A big thank you to everyone in Melbourne for joining Anne and I for an Enterprise 2.0 breakfast. As always the conversation covered a lot of topics, mostly related one way or another to the topic of 'Enterprise 2.0'.

Howard Emery (pictured at the back of the group, in a black jacket) provided some conversational inspiration for me, with his recent guest post on the Headshift Australasia blog. As we walked over to Southbank from the hotel in the city, Anne and I ended up chatting about the differences between Sydney and Melbourne (as you do!). Naturally, we ended up talking about one of my favourites topics, which is the idea of treating information environments as a kind of urban environment that people have to navigate through - it raises all sorts of interesting questions about design, planning but also if it is possible to transplant one culture from one place to another. That conversation spilled over into the breakfast conversation, although I also ended up talking about everything from the future of intranets as being about getting things done and the challenges of encouraging senior managers to engage online with each other.

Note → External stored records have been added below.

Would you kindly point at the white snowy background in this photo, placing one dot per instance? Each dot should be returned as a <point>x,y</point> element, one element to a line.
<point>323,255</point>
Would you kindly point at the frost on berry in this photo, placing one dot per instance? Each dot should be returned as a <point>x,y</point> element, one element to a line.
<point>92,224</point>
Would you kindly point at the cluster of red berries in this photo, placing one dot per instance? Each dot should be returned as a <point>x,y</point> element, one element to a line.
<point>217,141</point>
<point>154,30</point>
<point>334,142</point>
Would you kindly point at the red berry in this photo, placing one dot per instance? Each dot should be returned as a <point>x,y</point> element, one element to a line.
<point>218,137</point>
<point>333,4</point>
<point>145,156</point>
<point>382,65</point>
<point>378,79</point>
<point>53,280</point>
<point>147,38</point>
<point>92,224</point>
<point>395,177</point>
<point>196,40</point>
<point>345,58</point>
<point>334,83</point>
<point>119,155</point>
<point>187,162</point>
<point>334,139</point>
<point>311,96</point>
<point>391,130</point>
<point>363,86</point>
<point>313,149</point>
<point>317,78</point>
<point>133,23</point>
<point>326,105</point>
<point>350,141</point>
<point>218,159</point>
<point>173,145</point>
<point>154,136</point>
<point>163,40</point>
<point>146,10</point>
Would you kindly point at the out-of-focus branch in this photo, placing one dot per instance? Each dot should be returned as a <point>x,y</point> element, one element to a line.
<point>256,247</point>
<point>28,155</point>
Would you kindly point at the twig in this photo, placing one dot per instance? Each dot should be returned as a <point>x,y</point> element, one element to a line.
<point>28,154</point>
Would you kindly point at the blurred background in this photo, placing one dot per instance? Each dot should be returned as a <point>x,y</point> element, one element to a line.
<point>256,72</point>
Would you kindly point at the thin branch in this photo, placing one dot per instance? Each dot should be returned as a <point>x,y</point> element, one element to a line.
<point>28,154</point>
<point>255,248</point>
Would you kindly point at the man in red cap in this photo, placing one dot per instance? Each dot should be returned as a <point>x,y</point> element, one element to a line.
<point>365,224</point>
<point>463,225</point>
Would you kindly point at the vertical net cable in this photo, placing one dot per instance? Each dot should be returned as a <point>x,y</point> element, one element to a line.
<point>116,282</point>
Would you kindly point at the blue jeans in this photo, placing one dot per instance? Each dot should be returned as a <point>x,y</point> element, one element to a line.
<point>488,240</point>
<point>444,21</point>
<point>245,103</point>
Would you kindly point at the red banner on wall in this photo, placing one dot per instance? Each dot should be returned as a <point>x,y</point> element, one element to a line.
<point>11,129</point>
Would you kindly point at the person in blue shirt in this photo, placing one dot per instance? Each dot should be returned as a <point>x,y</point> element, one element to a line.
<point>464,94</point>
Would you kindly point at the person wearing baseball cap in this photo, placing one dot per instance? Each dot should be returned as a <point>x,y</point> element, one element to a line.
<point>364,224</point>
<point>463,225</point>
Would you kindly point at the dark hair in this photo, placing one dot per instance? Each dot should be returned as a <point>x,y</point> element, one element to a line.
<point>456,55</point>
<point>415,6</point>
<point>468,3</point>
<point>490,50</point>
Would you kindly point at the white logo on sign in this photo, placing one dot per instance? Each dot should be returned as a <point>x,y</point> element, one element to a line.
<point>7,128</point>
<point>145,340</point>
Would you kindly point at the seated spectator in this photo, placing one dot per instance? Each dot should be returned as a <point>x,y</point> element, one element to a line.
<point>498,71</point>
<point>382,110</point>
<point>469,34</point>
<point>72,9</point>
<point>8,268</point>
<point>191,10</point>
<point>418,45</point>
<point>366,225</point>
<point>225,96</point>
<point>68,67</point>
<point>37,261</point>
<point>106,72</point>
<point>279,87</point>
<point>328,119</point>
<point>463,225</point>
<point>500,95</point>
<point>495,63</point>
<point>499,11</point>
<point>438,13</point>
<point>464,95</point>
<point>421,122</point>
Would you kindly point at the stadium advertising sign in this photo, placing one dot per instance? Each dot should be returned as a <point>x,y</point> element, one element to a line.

I'm expecting the next Enterprise 2.0 Breakfast will be back in Sydney, sometime in April or May. Stay tuned for details from me or Alex Manchester (over at Step Two Designs) for details.

BTW tomorrow (Thursday) I'm at the second day of the Hargraves Institute's Innovation 2010 conference, talking about Social Business Design (which coincides with the start of Social Business Summit series in Austin, Texas tomorrow too).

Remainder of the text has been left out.